でも、それは言うほど悪いことではない。赤いブラウスはかわいくて、品質がよければ、という条件付きではあるが。
今週も、『海のはじまり』を再視聴しながら、日記を書く。
第4話『なんで、好きなのに一緒にいちゃダメなの?』
水季とはことごとく線対称の、弥生さんの物語が詳らかにされる話。弥生さんのように、周囲の価値観を半自動的に内包した結果、自分の思いを隅っこに斥けてしまっている人は、むしろマジョリティではなかろうか。現代社会の都会に生きていれば、なおさら押しつぶされてそうだ。あるいは砕けて散って、もう自分の思いなんてものは亡きものになっているかもしれない。
その点、これ以上自分の思いを押しつぶされないために、弥生さんが選んだのが夏くんというのは、納得のいく話だけど、その結果として相手の決断を急かしてしまうというのは皮肉である。
ちなみに、今のアパレル界隈の中心の倫理観では、見た目と品質がいかによかろうとも、どこでどのように作られたかだとか、売られ方だとか、もっと多角的にクリーンであることが求められるようになってきている。一方で、SHEINを使うような人も大量にいるわけだけど。
同じように、人の目が集まるところでは、行動の動機にも純粋さが求められる。弥生さんの言動の理由に自分の過去の後悔があることは褒められたことではないだろうけど、一方でそれで幸せな家庭になるのならいいじゃん、という人もいるだろう。

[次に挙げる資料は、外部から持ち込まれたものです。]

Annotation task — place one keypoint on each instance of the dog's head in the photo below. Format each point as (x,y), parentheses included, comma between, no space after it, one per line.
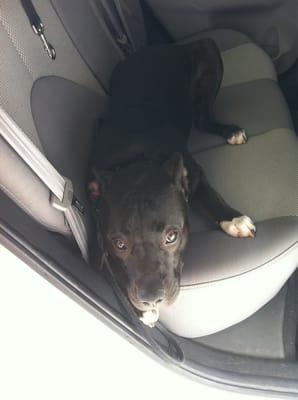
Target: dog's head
(144,221)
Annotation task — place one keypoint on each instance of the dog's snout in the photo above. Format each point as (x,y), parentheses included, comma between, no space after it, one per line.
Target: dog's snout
(149,295)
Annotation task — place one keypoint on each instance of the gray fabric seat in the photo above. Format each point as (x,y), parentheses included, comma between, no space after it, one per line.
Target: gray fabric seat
(226,280)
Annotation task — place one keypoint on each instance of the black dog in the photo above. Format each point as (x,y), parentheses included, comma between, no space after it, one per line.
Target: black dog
(146,180)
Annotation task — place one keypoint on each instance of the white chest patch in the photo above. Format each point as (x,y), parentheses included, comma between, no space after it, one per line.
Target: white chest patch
(239,227)
(150,318)
(238,138)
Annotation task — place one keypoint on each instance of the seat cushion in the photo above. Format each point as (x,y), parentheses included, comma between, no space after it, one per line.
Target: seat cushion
(225,280)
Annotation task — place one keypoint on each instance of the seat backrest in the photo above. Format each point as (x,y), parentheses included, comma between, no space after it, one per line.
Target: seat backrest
(55,102)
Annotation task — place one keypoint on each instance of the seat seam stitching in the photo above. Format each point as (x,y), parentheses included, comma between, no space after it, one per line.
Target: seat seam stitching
(263,265)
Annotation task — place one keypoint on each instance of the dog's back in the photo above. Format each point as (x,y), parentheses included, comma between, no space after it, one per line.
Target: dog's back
(150,106)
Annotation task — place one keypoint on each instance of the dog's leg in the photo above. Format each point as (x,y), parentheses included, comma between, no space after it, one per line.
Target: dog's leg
(230,220)
(207,73)
(205,199)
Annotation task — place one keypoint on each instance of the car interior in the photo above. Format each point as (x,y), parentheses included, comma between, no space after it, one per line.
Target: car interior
(236,317)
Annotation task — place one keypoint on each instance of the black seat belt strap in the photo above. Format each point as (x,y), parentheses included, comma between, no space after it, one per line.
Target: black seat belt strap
(38,27)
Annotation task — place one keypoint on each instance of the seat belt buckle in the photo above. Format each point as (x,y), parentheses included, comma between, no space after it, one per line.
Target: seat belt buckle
(38,29)
(68,200)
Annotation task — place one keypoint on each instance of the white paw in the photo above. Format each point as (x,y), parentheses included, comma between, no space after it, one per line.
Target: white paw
(238,137)
(239,227)
(150,318)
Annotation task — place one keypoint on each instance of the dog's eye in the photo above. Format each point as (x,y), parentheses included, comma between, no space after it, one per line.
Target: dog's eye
(171,236)
(120,244)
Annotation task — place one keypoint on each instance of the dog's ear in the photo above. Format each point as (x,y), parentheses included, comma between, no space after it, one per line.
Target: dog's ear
(175,169)
(98,184)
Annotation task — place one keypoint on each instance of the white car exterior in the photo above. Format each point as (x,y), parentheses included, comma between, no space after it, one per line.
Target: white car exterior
(51,348)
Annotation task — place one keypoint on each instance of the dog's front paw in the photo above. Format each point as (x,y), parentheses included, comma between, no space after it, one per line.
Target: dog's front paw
(239,227)
(237,137)
(150,318)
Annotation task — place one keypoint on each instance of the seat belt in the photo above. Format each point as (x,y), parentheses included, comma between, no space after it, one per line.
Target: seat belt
(115,21)
(38,27)
(61,188)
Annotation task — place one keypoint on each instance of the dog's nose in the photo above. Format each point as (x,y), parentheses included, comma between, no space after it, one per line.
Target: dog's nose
(151,297)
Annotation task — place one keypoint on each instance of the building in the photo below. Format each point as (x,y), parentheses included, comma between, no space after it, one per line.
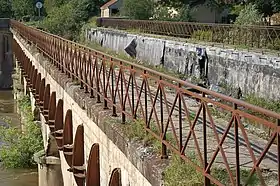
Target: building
(111,8)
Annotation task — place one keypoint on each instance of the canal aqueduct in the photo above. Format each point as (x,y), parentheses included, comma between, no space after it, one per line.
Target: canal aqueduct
(86,97)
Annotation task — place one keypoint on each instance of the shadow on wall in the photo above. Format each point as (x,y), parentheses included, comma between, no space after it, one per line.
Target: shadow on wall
(6,61)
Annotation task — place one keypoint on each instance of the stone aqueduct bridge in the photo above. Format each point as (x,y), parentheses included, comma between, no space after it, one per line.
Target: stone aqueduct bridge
(6,66)
(89,100)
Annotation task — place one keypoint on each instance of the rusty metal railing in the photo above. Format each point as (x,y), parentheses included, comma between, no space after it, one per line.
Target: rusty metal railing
(183,121)
(249,36)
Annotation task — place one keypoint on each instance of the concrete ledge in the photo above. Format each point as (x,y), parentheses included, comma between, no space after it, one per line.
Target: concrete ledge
(150,165)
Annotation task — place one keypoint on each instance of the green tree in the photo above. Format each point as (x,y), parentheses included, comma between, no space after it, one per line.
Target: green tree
(67,19)
(267,7)
(136,9)
(5,9)
(249,16)
(50,4)
(23,8)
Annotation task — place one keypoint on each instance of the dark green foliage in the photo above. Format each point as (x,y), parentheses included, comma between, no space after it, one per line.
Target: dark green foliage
(21,8)
(267,7)
(135,9)
(67,19)
(21,145)
(5,9)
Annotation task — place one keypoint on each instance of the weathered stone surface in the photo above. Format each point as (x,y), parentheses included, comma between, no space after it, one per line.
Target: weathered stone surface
(252,72)
(116,151)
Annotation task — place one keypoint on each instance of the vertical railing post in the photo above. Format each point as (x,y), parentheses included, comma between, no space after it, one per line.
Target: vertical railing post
(146,100)
(236,140)
(113,90)
(163,146)
(180,118)
(278,148)
(105,106)
(132,92)
(122,95)
(97,81)
(206,180)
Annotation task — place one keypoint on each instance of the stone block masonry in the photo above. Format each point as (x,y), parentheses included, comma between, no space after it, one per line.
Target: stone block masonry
(252,72)
(115,150)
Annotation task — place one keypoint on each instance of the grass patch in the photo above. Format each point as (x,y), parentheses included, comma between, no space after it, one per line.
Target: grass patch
(136,131)
(123,56)
(269,104)
(19,146)
(181,173)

その手の結果至上主義よりは、いい方向に向かっていると思いたいけれど、過剰に動機に純粋さを求められるのもしんどい。
テキトーに手に取っても、とりあえず古着ならエコだろ、くらいの落としどころが欲しい。
24日
なんつうかまああれだなあ信長はよくあと三十年も生きたな
高校時代に、名前や生年月日をつかった、ケータイのしょうもない占いで診断されたぼくの寿命は、44歳だった。親兄弟の名前と生年月日を打ち込むと60とか70とか80とかそれなりの年齢だったこともあり、当時はそれをおもしろいと思って、笑っていた。
で、笑っていたら、母親に「あんたが44歳のときはお母さんはまだ生きてる。そんなことで笑うな」と怒られたことを覚えている。
信長が死んだのは49歳。であれば、この短歌の一人称は、19歳くらい。
ぼくは明日で36歳。10代はもう16年以上前のことで、いつのまにか44歳や49歳の方が近い年齢になった。今からあと30年も生きるリアリティもないわけだけど、15年後もまた同じようなことを考えているのかなぁ。
25日
うつくしい思い出になる10年を不安に歩く私でしたね
36歳になった。
20代は販売員として働いて、30代は派遣のテレオペとして生きてきた。この数ヶ月はテレオペを脱出し、説明の難しいオフィスワーカーとして、行政関連の仕事に携わっている。うつくしくもなんともない思い出の10年だけど、探せば少しくらいはうつくしい瞬間もあったとは思うし、今の派遣先は悪くない。現在進行形で心身を蝕む夏風邪もかなり回復傾向にある。先々週に打ったの腰の痛みももう少しで気にならなくはず。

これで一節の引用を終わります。